Unreliable mylist.count(nan) and no warning

Question

I have a list of values. Some of the values are corrupt and represented as 'nan'. After manipulating some of the data, the 'nan' propagates, as expected and intended.

In the manipulated dataset, I want to find the number of useless values. Intuitively, I use the method .count(nan), but to my surprise, and without warning, only the 'unmanipulated' nans are counted.

I found no immediate answer in docs.python math.nan and the documentation of the list.count(x) method is not very precise:

Return the number of times x appears in the list.

from math import nan, isnan

list1 = [nan]

myitem1 = list1[0]
myitem2 = list1[0] + 1 # common operation: extract a value from a list
print(myitem2) # nan: looks like nan
print(isnan(myitem2)) # True: is nan

list2 = [1, nan, myitem1, myitem2]
count1 = list2.count(nan)
count2 = sum(isnan(e) for e in list2)
print(count1, count2)  # 2, 3: doesn't always count as nan

Answer 1

While myitem2 has a NaN value, it is a different float instance than math.nan, because the + operator always returns a new object, even if it has the same value.

list2.count(nan) only returns the number of times math.nan is contained in the list.

It helps to look at the object IDs (example values, they are different each time you run the code):

>>> id(nan)
140305278866152
>>> id(myitem2)
140305278866176
>>> [id(x) for x in list2]
[9079008, 140305278866152, 140305278866152, 140305278866176]
#   1           nan              nan            myitem2

Now you might ask,

>>> a = 5.0
>>> b = a + 0
>>> list3 = [a, b]
>>> id(a)
140133123191696
>>> id(b)
140133123191504
>>> [id(x) for x in list3]
[140133123191696, 140133123191504]
>>> list3.count(a)
2

why does this not return 1, as a and b are two different objects with the same value?

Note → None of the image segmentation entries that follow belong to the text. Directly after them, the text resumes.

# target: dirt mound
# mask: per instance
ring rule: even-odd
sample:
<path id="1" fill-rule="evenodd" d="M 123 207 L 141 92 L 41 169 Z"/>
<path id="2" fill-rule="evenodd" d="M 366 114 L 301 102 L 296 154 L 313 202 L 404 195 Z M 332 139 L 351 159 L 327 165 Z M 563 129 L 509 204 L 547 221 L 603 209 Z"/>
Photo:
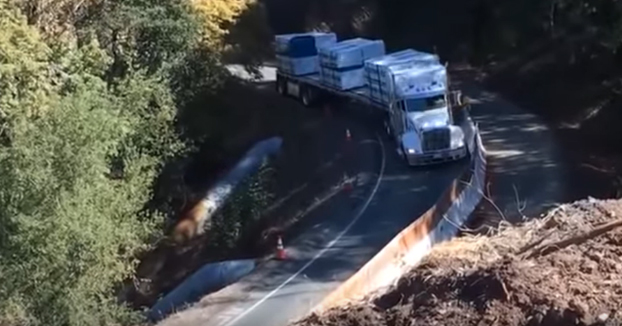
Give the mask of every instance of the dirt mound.
<path id="1" fill-rule="evenodd" d="M 560 206 L 439 245 L 387 293 L 311 325 L 614 325 L 622 321 L 622 201 Z"/>

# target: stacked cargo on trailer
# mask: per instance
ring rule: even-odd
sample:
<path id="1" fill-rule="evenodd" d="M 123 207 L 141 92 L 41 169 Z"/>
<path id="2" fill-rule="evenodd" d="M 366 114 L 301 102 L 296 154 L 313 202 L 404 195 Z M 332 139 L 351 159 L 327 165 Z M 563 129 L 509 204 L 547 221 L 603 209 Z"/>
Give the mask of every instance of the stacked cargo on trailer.
<path id="1" fill-rule="evenodd" d="M 294 76 L 316 74 L 319 70 L 319 49 L 336 42 L 337 35 L 334 33 L 277 35 L 275 37 L 277 68 Z"/>
<path id="2" fill-rule="evenodd" d="M 316 48 L 319 73 L 298 76 L 279 67 L 281 94 L 298 97 L 305 106 L 330 94 L 386 111 L 387 132 L 410 165 L 468 154 L 451 108 L 463 107 L 455 100 L 459 92 L 449 91 L 447 69 L 437 55 L 412 49 L 385 54 L 383 41 L 361 38 Z"/>
<path id="3" fill-rule="evenodd" d="M 324 47 L 319 51 L 320 79 L 340 90 L 365 86 L 364 63 L 385 53 L 384 42 L 355 38 Z"/>
<path id="4" fill-rule="evenodd" d="M 431 54 L 369 60 L 370 97 L 389 107 L 385 127 L 411 165 L 454 161 L 467 155 L 464 133 L 448 104 L 447 69 Z"/>

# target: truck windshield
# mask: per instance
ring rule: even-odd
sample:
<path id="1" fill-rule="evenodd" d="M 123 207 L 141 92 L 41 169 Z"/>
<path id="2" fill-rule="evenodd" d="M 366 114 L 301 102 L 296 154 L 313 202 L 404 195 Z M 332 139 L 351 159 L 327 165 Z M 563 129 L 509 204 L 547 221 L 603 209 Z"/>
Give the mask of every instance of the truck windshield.
<path id="1" fill-rule="evenodd" d="M 406 111 L 408 112 L 423 112 L 447 106 L 445 95 L 409 99 L 404 101 L 406 102 Z"/>

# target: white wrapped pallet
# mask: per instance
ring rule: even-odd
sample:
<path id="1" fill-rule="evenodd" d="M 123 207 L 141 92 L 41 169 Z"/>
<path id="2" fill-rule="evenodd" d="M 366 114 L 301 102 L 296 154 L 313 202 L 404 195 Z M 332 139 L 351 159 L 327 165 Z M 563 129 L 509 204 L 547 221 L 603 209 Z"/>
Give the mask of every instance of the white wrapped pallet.
<path id="1" fill-rule="evenodd" d="M 380 103 L 390 103 L 398 98 L 443 91 L 447 85 L 447 69 L 439 63 L 420 62 L 394 66 L 387 78 L 367 84 L 369 97 Z M 368 80 L 369 81 L 369 80 Z"/>
<path id="2" fill-rule="evenodd" d="M 386 84 L 391 75 L 398 70 L 407 69 L 417 63 L 440 64 L 437 55 L 412 49 L 387 54 L 379 58 L 365 60 L 365 79 L 368 85 L 375 82 Z"/>
<path id="3" fill-rule="evenodd" d="M 365 60 L 365 68 L 368 69 L 383 69 L 385 67 L 408 64 L 412 62 L 429 61 L 439 62 L 438 55 L 416 51 L 413 49 L 406 49 L 398 52 L 389 53 L 377 58 L 371 58 Z"/>
<path id="4" fill-rule="evenodd" d="M 365 60 L 385 54 L 382 40 L 355 38 L 319 49 L 320 64 L 333 69 L 363 66 Z"/>
<path id="5" fill-rule="evenodd" d="M 364 69 L 336 70 L 320 66 L 322 83 L 340 90 L 350 90 L 365 86 Z"/>
<path id="6" fill-rule="evenodd" d="M 274 50 L 277 54 L 301 58 L 318 54 L 318 49 L 337 43 L 335 33 L 296 33 L 274 37 Z"/>
<path id="7" fill-rule="evenodd" d="M 276 62 L 279 71 L 294 76 L 315 74 L 319 70 L 319 58 L 316 55 L 303 58 L 290 58 L 277 55 Z"/>

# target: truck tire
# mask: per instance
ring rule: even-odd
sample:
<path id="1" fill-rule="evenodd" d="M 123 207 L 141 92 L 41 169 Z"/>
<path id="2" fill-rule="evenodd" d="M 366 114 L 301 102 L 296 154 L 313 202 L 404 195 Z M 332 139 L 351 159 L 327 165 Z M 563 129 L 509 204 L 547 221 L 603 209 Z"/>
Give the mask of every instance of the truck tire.
<path id="1" fill-rule="evenodd" d="M 389 140 L 392 140 L 392 139 L 393 139 L 393 133 L 391 132 L 391 127 L 390 127 L 390 125 L 389 125 L 389 121 L 388 121 L 388 119 L 385 119 L 385 120 L 384 120 L 383 127 L 384 127 L 384 132 L 385 132 L 385 134 L 386 134 L 387 138 L 388 138 Z"/>
<path id="2" fill-rule="evenodd" d="M 282 95 L 285 96 L 287 95 L 287 91 L 285 90 L 285 84 L 287 83 L 287 81 L 284 78 L 280 78 L 277 77 L 276 79 L 276 91 Z"/>
<path id="3" fill-rule="evenodd" d="M 313 106 L 314 101 L 312 92 L 313 90 L 309 87 L 304 87 L 300 92 L 300 100 L 302 102 L 302 105 L 304 105 L 305 107 Z"/>

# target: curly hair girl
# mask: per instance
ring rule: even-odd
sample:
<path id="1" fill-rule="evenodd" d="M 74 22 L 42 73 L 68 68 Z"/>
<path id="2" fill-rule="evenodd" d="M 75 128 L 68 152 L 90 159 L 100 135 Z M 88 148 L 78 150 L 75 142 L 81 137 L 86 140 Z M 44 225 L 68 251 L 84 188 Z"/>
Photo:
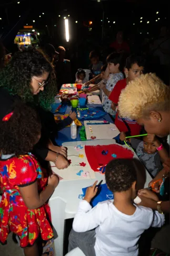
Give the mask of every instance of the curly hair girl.
<path id="1" fill-rule="evenodd" d="M 41 137 L 37 112 L 21 102 L 0 121 L 0 149 L 3 154 L 24 155 L 33 150 Z"/>
<path id="2" fill-rule="evenodd" d="M 15 54 L 0 72 L 0 87 L 11 95 L 17 95 L 24 102 L 36 102 L 45 109 L 50 109 L 57 93 L 52 66 L 43 53 L 33 48 Z M 38 93 L 35 100 L 34 95 Z"/>

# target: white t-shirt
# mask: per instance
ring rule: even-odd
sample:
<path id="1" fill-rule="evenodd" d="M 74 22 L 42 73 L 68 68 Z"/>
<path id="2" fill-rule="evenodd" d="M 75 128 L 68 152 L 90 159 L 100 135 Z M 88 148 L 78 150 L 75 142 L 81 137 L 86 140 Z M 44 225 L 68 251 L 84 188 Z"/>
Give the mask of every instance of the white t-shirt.
<path id="1" fill-rule="evenodd" d="M 161 227 L 163 214 L 150 208 L 135 205 L 133 215 L 119 212 L 111 200 L 98 203 L 92 209 L 82 200 L 75 216 L 73 228 L 77 232 L 96 228 L 96 256 L 137 256 L 138 241 L 150 226 Z"/>
<path id="2" fill-rule="evenodd" d="M 106 88 L 109 92 L 112 92 L 116 83 L 123 78 L 123 75 L 121 72 L 115 74 L 111 74 L 106 85 Z M 112 115 L 115 115 L 116 114 L 116 112 L 112 109 L 112 100 L 108 99 L 108 97 L 105 94 L 104 92 L 103 92 L 102 106 L 104 111 Z"/>

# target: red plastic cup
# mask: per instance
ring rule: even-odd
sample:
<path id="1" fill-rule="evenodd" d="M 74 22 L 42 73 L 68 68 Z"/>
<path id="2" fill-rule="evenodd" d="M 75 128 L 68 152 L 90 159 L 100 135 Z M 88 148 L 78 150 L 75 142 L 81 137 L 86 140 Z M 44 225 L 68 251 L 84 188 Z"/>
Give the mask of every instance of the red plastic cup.
<path id="1" fill-rule="evenodd" d="M 79 92 L 82 89 L 82 85 L 81 85 L 81 84 L 77 84 L 76 85 L 76 87 L 77 87 L 77 92 Z"/>

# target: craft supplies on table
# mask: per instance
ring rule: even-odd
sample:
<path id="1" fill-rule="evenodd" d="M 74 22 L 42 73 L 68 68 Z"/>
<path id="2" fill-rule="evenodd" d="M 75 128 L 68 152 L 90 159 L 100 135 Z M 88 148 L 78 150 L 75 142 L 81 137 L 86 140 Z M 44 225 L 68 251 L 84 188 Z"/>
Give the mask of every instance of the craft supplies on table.
<path id="1" fill-rule="evenodd" d="M 77 88 L 67 88 L 67 89 L 63 89 L 61 88 L 59 90 L 59 93 L 63 93 L 65 94 L 76 94 L 77 93 Z"/>
<path id="2" fill-rule="evenodd" d="M 64 84 L 62 88 L 76 88 L 76 84 Z"/>
<path id="3" fill-rule="evenodd" d="M 96 108 L 85 107 L 77 108 L 77 116 L 79 120 L 92 120 L 100 118 L 106 115 L 106 113 Z"/>
<path id="4" fill-rule="evenodd" d="M 94 171 L 104 174 L 107 163 L 116 158 L 130 158 L 134 157 L 132 150 L 116 144 L 107 145 L 85 146 L 85 152 L 91 168 Z"/>
<path id="5" fill-rule="evenodd" d="M 84 197 L 85 196 L 88 187 L 82 188 L 82 199 L 83 199 Z M 82 195 L 80 196 L 82 196 Z M 91 204 L 92 205 L 92 207 L 94 207 L 98 204 L 98 203 L 106 201 L 106 200 L 113 200 L 113 194 L 112 192 L 108 188 L 106 184 L 102 184 L 98 186 L 97 195 L 94 198 L 92 199 L 92 201 L 91 202 Z"/>
<path id="6" fill-rule="evenodd" d="M 95 179 L 95 172 L 91 168 L 88 163 L 84 147 L 79 144 L 75 147 L 67 148 L 69 166 L 67 169 L 59 170 L 51 162 L 53 171 L 64 180 Z"/>
<path id="7" fill-rule="evenodd" d="M 98 95 L 89 95 L 87 96 L 88 104 L 102 105 L 101 100 Z"/>
<path id="8" fill-rule="evenodd" d="M 113 139 L 120 133 L 115 124 L 106 121 L 85 121 L 84 126 L 87 140 Z"/>

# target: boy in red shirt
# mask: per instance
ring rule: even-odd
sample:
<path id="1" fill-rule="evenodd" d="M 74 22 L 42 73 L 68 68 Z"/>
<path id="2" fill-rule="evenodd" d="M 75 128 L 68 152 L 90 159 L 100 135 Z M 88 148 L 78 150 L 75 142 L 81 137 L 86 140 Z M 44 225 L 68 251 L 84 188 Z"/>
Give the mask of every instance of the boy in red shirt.
<path id="1" fill-rule="evenodd" d="M 145 66 L 145 59 L 142 56 L 133 54 L 128 57 L 126 61 L 125 73 L 126 78 L 118 81 L 109 97 L 109 99 L 113 102 L 111 108 L 115 111 L 117 109 L 118 99 L 122 90 L 125 88 L 127 84 L 132 80 L 138 77 L 143 73 Z M 128 99 L 127 99 L 128 100 Z M 117 112 L 115 124 L 120 132 L 124 132 L 126 136 L 133 136 L 140 134 L 142 127 L 135 120 L 128 118 L 122 118 Z"/>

The explanation is that count in fact first compares every list item to its argument by identity, but if it is different, it then compares it by value.

I didn't find where this is specified, but here is the CPython implementation (comments added by me):

static PyObject *
list_count(PyListObject *self, PyObject *value)
{
    Py_ssize_t count = 0;
    Py_ssize_t i;

    for (i = 0; i < Py_SIZE(self); i++) {
        PyObject *obj = self->ob_item[i];
        // comparison by identity
        if (obj == value) {
           count++;
           continue;
        }
        Py_INCREF(obj);
        // comparison by value
        int cmp = PyObject_RichCompareBool(obj, value, Py_EQ);
        Py_DECREF(obj);
        if (cmp > 0)
            count++;
        else if (cmp < 0)
            return NULL;
    }
    return PyLong_FromSsize_t(count);
}

Finally, you need to know that comparing anything to NaN by value always returns "not equal", even if the other value is also NaN (I also didn't find where this is specified for Python, but see Why does comparing to nan yield False (Python)? and What is the rationale for all comparisons returning false for IEEE754 NaN values?).

That's why myitem2 is not included in .count(nan), but b is included in .count(a).